Esta explosão de desinformação sobre a pílula nas redes TikTok e Instagram - que ameaça provocar um aumento de gestações indesejadas - surge no momento em que as questões do aborto e da contracepção estão no centro da campanha para as eleições presidenciais de novembro nos Estados Unidos, nas quais o democrata Joe Biden enfrentará novamente o magnata republicano Donald Trump.
Este último orgulha-se de ter sido, quando foi presidente (2017-2021), o arquiteto de inúmeras restrições e até proibições do direito ao aborto em todos os Estados Unidos. Taylor Gossett tem quase 200 mil seguidores no TikTok. Ele chama a pílula de "tóxica" e oferece um curso sobre anticoncepcionais "naturais".
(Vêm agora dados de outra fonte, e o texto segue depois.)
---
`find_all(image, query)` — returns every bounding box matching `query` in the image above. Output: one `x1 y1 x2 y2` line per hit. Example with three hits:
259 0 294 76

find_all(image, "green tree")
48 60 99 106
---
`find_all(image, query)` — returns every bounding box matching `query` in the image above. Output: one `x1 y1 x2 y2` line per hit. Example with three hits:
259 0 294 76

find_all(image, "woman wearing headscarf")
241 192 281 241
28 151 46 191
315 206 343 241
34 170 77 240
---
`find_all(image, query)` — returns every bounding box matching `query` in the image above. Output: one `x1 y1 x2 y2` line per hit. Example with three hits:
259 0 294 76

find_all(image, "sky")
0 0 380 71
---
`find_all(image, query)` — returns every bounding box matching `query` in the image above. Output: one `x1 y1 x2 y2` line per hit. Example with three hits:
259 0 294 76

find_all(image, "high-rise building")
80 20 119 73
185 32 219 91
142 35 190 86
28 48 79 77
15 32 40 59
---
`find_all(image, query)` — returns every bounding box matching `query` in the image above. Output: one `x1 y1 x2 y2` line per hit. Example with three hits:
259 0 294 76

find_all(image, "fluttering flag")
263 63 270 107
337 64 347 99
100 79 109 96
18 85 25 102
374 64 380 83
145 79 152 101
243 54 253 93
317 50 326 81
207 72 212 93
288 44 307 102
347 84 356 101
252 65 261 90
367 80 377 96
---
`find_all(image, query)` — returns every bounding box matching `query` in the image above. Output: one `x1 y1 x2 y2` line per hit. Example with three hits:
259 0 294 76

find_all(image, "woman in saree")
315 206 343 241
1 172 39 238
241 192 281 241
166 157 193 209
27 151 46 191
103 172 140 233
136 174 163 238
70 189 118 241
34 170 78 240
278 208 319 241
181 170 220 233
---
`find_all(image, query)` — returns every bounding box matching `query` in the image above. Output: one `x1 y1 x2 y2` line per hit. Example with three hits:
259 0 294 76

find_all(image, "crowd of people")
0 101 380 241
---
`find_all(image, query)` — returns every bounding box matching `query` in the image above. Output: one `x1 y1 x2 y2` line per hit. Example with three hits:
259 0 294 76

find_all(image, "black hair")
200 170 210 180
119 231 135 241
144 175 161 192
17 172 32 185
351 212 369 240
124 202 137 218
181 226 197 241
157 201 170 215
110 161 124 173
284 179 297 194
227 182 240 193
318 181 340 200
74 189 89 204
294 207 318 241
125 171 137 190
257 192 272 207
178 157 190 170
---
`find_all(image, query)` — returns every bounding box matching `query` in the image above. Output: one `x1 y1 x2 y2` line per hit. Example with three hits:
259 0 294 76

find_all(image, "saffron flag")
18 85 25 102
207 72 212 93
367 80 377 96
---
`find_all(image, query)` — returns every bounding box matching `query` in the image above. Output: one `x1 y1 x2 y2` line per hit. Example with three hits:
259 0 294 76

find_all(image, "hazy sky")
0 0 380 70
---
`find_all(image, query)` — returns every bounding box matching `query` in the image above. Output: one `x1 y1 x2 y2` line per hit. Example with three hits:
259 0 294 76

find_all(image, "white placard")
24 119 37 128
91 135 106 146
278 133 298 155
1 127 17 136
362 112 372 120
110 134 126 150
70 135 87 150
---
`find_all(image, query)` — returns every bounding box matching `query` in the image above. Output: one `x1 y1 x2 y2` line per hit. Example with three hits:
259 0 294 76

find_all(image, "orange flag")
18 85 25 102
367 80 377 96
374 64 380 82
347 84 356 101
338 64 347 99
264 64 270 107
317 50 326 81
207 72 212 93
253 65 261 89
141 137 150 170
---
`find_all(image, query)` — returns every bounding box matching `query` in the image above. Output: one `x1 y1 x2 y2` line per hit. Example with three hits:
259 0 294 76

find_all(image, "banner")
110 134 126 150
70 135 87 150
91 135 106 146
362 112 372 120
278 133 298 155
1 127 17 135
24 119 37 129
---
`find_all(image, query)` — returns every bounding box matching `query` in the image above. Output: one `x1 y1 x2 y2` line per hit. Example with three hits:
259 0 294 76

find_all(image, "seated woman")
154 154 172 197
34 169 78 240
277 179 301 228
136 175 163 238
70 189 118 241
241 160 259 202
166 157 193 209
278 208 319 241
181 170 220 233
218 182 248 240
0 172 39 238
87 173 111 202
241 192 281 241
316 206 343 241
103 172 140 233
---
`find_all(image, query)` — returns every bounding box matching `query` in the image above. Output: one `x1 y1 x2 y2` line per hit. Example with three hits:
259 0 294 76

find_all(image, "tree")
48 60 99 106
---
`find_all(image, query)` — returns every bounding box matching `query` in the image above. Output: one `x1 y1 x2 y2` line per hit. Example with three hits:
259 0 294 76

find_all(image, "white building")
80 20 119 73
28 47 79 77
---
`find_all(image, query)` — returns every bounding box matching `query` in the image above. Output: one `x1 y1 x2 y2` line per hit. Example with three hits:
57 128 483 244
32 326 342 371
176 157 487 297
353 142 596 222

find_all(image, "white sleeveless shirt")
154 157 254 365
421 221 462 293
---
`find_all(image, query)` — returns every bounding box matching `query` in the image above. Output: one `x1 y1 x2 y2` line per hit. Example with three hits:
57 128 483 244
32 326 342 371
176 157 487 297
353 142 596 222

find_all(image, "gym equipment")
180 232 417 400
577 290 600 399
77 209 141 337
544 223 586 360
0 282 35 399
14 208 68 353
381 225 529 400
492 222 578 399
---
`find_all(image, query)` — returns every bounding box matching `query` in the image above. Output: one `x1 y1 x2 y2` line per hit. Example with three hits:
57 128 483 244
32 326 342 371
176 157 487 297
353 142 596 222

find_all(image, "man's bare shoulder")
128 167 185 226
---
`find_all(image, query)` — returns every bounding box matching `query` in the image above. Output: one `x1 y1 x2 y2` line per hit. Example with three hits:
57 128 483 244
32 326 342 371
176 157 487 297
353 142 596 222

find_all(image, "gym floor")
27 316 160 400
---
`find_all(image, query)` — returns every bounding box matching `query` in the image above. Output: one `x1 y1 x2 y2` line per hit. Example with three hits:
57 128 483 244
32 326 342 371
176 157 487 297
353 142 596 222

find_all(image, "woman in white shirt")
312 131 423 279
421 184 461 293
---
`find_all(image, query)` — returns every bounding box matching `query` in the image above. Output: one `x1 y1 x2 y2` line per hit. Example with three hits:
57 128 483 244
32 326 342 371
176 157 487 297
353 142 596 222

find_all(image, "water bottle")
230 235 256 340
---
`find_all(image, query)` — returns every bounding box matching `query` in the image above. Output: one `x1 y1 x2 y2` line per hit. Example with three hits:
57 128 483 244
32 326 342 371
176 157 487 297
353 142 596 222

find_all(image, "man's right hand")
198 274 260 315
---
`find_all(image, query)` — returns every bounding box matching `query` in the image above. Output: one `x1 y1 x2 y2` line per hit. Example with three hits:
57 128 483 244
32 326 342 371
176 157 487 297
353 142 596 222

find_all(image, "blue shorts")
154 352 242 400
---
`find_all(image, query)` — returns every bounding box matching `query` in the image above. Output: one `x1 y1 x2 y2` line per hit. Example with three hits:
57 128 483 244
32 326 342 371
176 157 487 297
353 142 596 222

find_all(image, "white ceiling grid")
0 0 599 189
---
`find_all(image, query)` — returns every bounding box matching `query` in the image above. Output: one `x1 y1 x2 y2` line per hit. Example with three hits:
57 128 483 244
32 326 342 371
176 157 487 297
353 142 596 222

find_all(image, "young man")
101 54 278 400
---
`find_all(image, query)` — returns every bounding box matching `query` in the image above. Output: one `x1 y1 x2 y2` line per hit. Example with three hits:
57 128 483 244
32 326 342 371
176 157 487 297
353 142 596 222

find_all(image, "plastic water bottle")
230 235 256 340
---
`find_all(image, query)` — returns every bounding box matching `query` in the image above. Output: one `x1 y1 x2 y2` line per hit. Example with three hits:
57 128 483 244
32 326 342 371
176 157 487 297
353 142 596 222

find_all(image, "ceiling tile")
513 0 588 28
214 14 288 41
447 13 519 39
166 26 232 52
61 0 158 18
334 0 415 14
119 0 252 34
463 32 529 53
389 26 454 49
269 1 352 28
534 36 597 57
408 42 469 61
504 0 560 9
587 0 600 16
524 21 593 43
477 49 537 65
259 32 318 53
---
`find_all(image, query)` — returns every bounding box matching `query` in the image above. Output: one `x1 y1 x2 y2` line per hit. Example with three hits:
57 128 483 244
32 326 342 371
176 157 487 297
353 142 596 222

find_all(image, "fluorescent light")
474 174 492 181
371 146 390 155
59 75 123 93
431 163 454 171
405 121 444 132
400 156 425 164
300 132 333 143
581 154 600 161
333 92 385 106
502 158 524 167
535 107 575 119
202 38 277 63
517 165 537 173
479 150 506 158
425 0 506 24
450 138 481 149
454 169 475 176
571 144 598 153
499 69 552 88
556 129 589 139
Na mesma plataforma, a conservadora Candace Owens sugere, sem fornecer provas, que o medicamento causa problemas de infertilidade. Por sua vez, o autoproclamado técnico Naftali Moses disse aos seus 280 mil assinantes que a pílula "muda seu comportamento sexual".
Em um vídeo visto mais de 550 mil vezes, a podcaster Sahara Rose chegou a denunciar uma "pílula do divórcio", que levaria quem a tomasse a se interessar pelo parceiro errado.
O impacto da pílula anticoncepcional nas mulheres tem sido debatido há décadas. Algumas particularmente se queixam de diminuição da libido ou de aumento de peso.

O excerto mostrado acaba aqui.